Putting in irons a measure of precaution! When I am already guarded like a wild beast, night and day, by a warder armed with rifle and revolver! No; the truth should be told: that it is a measure of hatred and torture, ordered from Paris by those who, not being able to strike a family, strike an innocent man, because neither he nor his family will or should bow their heads, and thus submit to the most frightful judicial error which has ever been made. Who is it that thus constitutes himself my executioner and the executioner of my dear ones? I know not.

One easily divines that the local administration (except the chief-warder, who has been specially sent from Paris) feels a horror of such arbitrary and inhuman measures, but is compelled to apply them to me. It has no choice but to carry out the orders which are imposed on it.

No; the responsibility for them is of higher source; it rests entirely with the author or authors of these inhuman orders.

In any case, no matter what the sufferings, the physical and moral tortures they may inflict on me, my duty and that of my family remains always the same.

As I keep thinking of all this, I no longer fear to become even angry; I have an immense pity for those who thus torture human beings! What remorse they are preparing for themselves, when everything shall come to light; for history unmasks all secrets.

I am overwhelmed with sadness; my heart is so torn, my brain is so shattered, that I can scarcely collect my thoughts; it is indeed the acme of suffering, and still I have this crushing enigma to face.’

10 September 1896
‘I am so worn out, so broken in body and soul, that I am bringing my diary to a close to-day, not knowing how long my strength will keep up or how soon my brain will give way under the strain of so much misery.

I will close it with this last prayer to the President of the Republic, in case I should succumb before seeing the curtain fall on this horrible drama:

Monsieur le President,
I take the liberty of asking you to allow this diary, which has been written day by day, to be sent to my wife.
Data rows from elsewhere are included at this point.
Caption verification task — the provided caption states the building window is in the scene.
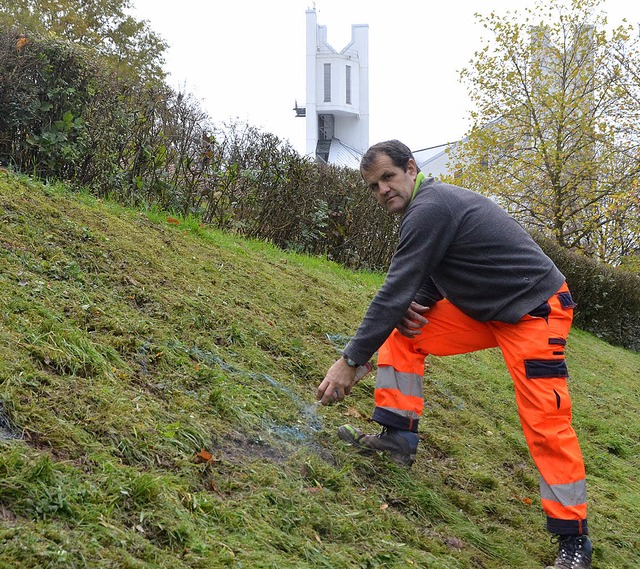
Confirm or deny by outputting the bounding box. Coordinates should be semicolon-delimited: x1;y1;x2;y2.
324;63;331;103
346;65;351;105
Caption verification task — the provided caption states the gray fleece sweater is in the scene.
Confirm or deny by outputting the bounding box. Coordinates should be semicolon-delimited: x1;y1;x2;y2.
344;178;565;364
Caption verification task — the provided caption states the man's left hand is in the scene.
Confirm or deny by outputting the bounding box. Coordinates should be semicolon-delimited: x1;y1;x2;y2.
316;358;356;405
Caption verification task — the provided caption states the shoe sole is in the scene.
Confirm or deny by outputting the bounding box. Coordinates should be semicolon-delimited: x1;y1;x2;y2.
338;425;416;468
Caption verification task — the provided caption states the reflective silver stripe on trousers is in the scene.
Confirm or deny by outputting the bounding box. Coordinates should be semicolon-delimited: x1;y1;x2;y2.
540;478;587;506
376;366;424;398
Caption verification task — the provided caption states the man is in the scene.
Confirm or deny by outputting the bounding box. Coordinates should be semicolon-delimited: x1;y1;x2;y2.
317;140;592;569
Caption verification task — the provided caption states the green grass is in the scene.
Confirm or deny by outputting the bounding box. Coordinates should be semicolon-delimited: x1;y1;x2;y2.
0;173;640;569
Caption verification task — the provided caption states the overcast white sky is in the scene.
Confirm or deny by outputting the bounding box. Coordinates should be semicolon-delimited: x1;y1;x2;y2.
131;0;640;153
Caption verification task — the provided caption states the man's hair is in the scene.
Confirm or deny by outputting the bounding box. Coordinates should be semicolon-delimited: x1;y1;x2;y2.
360;140;415;172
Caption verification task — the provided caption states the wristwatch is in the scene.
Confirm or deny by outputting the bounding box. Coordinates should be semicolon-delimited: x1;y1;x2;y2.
342;354;358;367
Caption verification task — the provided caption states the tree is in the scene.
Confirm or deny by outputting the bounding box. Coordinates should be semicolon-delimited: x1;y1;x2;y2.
0;0;167;80
455;0;640;264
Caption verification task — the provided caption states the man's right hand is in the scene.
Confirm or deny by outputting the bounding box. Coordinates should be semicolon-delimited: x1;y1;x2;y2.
396;301;429;338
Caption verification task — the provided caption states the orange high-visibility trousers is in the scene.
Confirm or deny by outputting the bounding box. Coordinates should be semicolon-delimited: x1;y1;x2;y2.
372;284;587;535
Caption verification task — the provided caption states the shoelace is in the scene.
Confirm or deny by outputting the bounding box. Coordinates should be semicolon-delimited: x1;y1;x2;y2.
551;536;584;569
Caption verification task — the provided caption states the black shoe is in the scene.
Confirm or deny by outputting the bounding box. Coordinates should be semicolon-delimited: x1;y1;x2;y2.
338;425;418;466
547;535;593;569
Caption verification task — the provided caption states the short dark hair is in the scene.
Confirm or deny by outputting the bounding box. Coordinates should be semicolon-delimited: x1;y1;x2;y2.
360;139;415;172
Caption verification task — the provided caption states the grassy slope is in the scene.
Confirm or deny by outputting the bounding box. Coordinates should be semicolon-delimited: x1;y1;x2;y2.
0;173;640;569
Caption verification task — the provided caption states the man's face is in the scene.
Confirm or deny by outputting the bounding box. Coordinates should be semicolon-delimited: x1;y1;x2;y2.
362;153;418;213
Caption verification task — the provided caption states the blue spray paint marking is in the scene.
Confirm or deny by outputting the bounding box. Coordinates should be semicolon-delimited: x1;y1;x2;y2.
185;347;323;441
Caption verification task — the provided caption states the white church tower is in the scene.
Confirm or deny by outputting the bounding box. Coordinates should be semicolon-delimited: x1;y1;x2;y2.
295;9;369;168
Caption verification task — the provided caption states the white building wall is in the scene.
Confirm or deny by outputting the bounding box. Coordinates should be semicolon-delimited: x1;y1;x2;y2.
305;10;369;163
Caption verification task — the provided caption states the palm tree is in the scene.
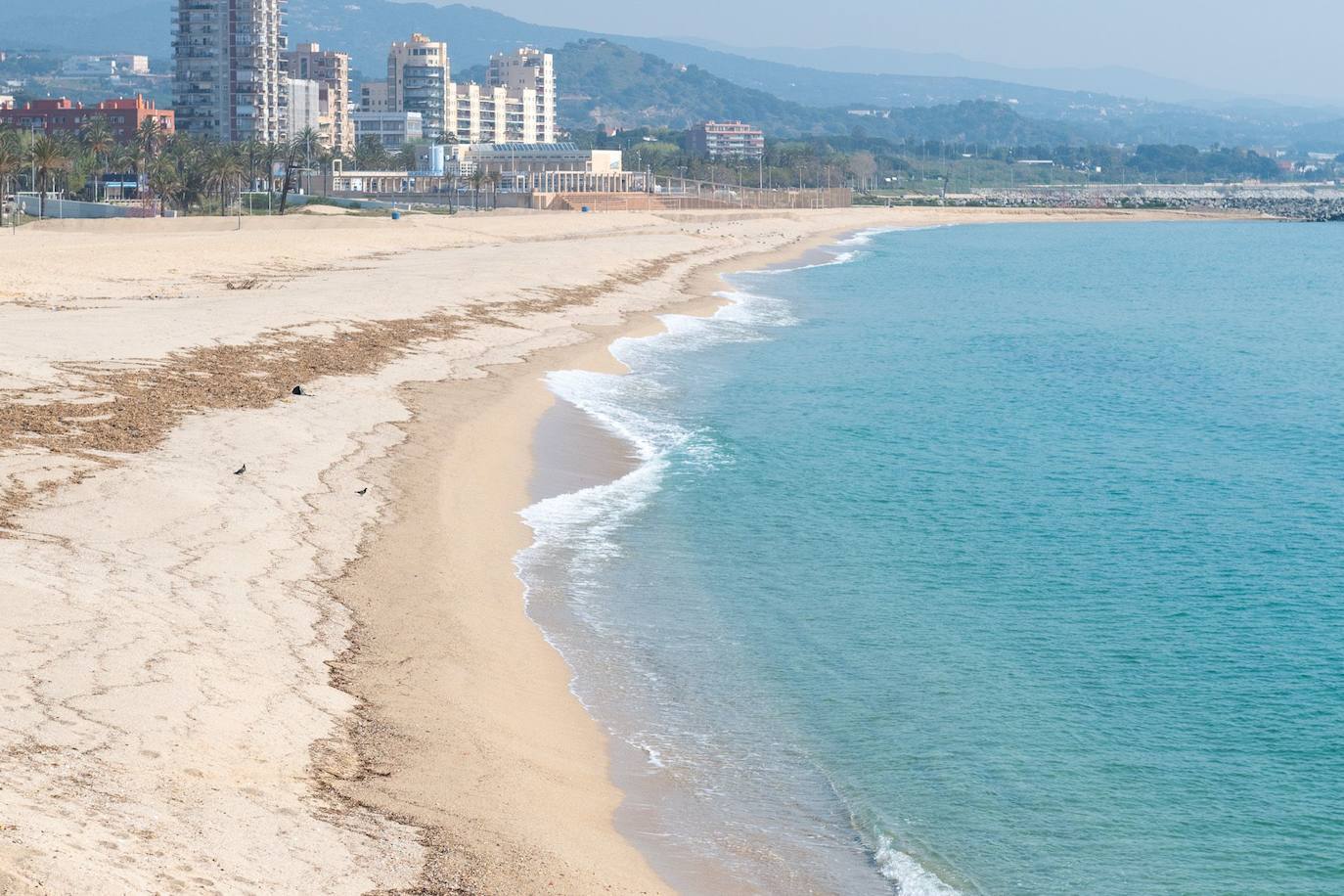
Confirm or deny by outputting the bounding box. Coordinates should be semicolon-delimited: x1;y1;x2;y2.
485;170;500;208
136;118;164;161
204;147;242;217
280;134;304;216
471;166;485;211
147;156;183;215
28;134;69;217
79;115;117;202
396;144;416;172
0;141;22;224
261;143;285;194
244;134;263;191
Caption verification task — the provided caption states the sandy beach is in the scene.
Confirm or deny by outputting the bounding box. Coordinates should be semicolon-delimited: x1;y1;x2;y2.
0;208;1247;893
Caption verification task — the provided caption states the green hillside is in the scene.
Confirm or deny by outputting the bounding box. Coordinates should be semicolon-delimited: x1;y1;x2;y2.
555;40;1060;145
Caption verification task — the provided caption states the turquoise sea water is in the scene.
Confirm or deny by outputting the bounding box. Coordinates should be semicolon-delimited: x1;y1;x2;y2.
520;223;1344;896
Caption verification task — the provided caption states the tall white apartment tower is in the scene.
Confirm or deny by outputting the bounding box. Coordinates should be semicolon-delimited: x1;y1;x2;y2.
387;33;453;141
173;0;288;143
485;47;555;144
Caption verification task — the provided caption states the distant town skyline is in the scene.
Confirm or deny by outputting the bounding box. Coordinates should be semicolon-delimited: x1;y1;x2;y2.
407;0;1344;104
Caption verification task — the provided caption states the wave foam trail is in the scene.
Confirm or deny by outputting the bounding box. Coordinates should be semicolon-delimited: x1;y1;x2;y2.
874;837;961;896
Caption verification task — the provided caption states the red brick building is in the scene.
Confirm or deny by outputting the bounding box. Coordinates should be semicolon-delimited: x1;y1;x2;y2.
0;96;176;143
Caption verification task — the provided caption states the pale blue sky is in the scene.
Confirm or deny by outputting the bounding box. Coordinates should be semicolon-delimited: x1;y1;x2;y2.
426;0;1344;98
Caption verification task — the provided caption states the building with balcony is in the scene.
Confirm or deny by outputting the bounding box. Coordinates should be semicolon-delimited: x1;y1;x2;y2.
351;112;425;152
485;47;555;144
172;0;289;143
360;33;555;144
285;43;355;156
687;121;765;158
0;96;176;144
289;78;320;137
387;33;452;141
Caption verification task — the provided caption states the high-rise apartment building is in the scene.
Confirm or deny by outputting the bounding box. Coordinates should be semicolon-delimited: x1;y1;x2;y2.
173;0;288;143
387;33;452;141
485;47;555;144
285;43;355;156
687;121;765;158
288;78;320;137
360;33;555;144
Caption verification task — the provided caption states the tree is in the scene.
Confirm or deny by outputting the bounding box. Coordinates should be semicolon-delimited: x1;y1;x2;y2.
28;134;69;217
204;147;242;217
79;115;117;202
134;118;164;161
280;137;304;216
849;149;877;190
396;144;418;172
485;170;500;208
471;165;485;211
0;141;22;224
147;156;183;215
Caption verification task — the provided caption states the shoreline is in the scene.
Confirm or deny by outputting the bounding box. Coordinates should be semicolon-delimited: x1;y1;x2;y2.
0;209;1244;892
321;227;856;893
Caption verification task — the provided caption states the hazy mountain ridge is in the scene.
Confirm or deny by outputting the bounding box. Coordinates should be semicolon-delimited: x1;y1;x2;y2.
3;0;1344;151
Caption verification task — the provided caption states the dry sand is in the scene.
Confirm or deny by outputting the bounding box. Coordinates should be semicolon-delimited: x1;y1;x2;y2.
0;209;1247;893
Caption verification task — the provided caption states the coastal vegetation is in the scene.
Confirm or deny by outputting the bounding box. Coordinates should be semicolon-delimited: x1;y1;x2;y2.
0;118;334;215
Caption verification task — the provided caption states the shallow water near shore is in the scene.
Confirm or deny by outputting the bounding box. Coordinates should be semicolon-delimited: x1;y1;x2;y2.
518;223;1344;896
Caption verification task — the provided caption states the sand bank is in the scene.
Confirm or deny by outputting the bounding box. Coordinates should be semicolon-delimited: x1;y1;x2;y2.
0;209;1247;893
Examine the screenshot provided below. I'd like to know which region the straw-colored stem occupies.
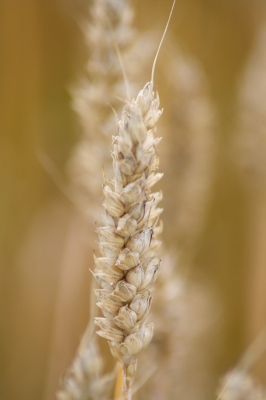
[123,368,132,400]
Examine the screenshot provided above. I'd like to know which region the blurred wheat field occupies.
[0,0,266,400]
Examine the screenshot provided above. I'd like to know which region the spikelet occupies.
[218,368,266,400]
[57,338,114,400]
[67,0,135,223]
[93,82,162,392]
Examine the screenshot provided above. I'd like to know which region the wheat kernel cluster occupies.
[93,82,162,382]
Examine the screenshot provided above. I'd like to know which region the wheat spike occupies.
[94,82,162,399]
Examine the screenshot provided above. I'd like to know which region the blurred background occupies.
[0,0,266,400]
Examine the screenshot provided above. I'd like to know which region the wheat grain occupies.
[94,82,162,398]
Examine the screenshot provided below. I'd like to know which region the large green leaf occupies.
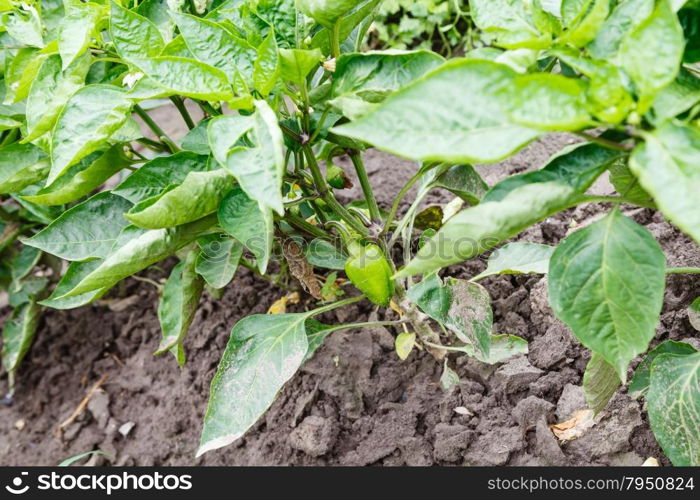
[620,0,685,113]
[395,182,582,278]
[218,186,274,273]
[227,101,285,215]
[112,151,210,203]
[58,2,104,70]
[583,352,622,415]
[25,192,131,261]
[407,274,493,356]
[173,14,257,82]
[133,56,233,101]
[469,0,550,48]
[332,60,540,163]
[482,143,627,202]
[109,2,165,62]
[0,143,51,193]
[197,313,310,456]
[647,353,700,467]
[124,169,235,229]
[155,251,204,366]
[62,217,216,298]
[195,235,243,289]
[503,73,592,130]
[39,259,109,309]
[629,123,700,242]
[23,54,90,142]
[297,0,363,28]
[471,242,554,281]
[48,85,132,184]
[2,300,41,373]
[548,210,666,382]
[627,340,698,395]
[331,50,445,119]
[23,146,129,205]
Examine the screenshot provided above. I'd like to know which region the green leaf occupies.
[173,14,257,82]
[24,192,131,261]
[304,238,348,271]
[58,2,104,70]
[224,101,285,215]
[407,274,493,356]
[432,164,489,205]
[155,251,204,366]
[218,186,274,273]
[503,73,592,130]
[548,210,666,382]
[394,182,582,279]
[22,54,90,142]
[297,0,363,28]
[195,235,243,289]
[279,49,323,86]
[197,313,310,456]
[629,123,700,242]
[620,0,685,114]
[133,56,233,101]
[109,2,165,62]
[583,352,622,415]
[559,0,610,47]
[0,7,44,48]
[482,143,627,202]
[124,169,235,229]
[450,335,527,365]
[39,259,109,310]
[469,0,551,48]
[253,30,280,97]
[588,0,655,59]
[332,60,540,163]
[647,353,700,467]
[627,340,698,395]
[471,242,554,281]
[688,297,700,331]
[2,301,41,373]
[0,143,51,193]
[60,217,216,298]
[653,70,700,125]
[330,50,445,119]
[47,85,132,184]
[23,146,129,205]
[112,151,210,203]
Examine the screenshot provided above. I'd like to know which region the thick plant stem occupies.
[134,104,182,153]
[574,132,634,153]
[666,267,700,274]
[304,144,369,236]
[170,95,195,130]
[350,151,382,222]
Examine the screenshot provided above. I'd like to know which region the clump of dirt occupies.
[0,136,700,465]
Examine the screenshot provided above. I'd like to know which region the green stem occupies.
[311,295,365,316]
[284,212,330,239]
[170,95,195,130]
[574,132,634,153]
[350,151,382,222]
[303,144,369,236]
[134,104,182,153]
[666,267,700,274]
[331,19,340,59]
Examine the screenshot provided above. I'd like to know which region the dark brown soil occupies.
[0,136,700,465]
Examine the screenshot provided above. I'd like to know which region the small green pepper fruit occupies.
[345,241,394,306]
[326,163,352,189]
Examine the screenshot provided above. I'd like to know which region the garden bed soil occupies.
[0,136,700,465]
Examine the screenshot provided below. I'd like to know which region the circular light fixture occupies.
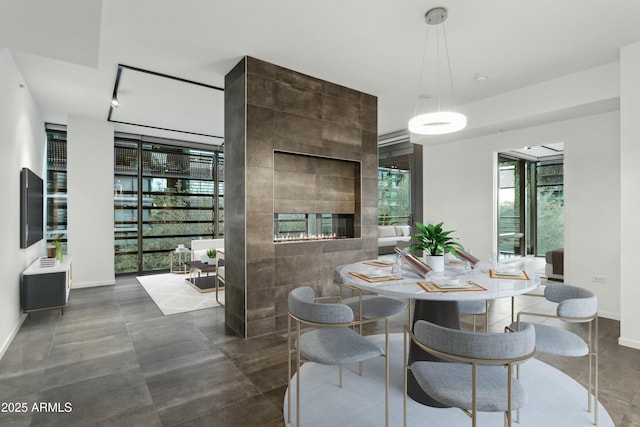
[409,111,467,135]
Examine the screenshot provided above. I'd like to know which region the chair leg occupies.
[384,318,389,427]
[296,322,300,427]
[484,300,489,332]
[402,323,411,427]
[589,315,598,425]
[287,316,292,423]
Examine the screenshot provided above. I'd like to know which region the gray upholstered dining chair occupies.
[287,286,389,427]
[511,283,598,425]
[458,300,489,332]
[334,280,411,328]
[404,320,536,427]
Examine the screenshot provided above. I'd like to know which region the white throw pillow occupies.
[378,225,396,237]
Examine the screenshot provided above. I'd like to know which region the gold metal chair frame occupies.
[333,280,411,334]
[403,325,536,427]
[509,310,598,426]
[287,296,389,427]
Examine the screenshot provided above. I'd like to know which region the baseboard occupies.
[0,313,27,359]
[618,337,640,350]
[71,280,116,289]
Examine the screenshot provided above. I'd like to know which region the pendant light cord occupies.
[438,22,458,109]
[413,25,429,116]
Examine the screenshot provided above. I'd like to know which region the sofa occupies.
[378,225,411,254]
[191,239,224,261]
[544,248,564,281]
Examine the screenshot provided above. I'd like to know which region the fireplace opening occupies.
[273,213,355,243]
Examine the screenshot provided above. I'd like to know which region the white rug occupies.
[284,334,613,427]
[137,273,224,316]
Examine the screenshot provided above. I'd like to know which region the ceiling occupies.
[0,0,640,144]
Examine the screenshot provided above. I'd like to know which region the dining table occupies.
[334,256,540,407]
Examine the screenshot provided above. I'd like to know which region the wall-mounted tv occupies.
[20,168,44,249]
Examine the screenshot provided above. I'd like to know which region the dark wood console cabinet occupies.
[21,255,71,316]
It may perhaps contain, Monsieur le President, expressions of anger and disgust relative to the most terrible conviction that has ever been pronounced against a human being, and a human being who has never forfeited his honour. I do not feel equal to the task of re-reading, of going over the horrible recital again. I now reproach nobody; every one has acted within his faculties, and as his conscience dictated. I simply declare once more that I am innocent of this abominable crime, and still ask for one thing, the same thing, that search may be made for the true culprit, the author of this abominable deed. And on the day when the light breaks, I beg that my dear wife and my dear children may receive all the pity that such a great misfortune should inspire.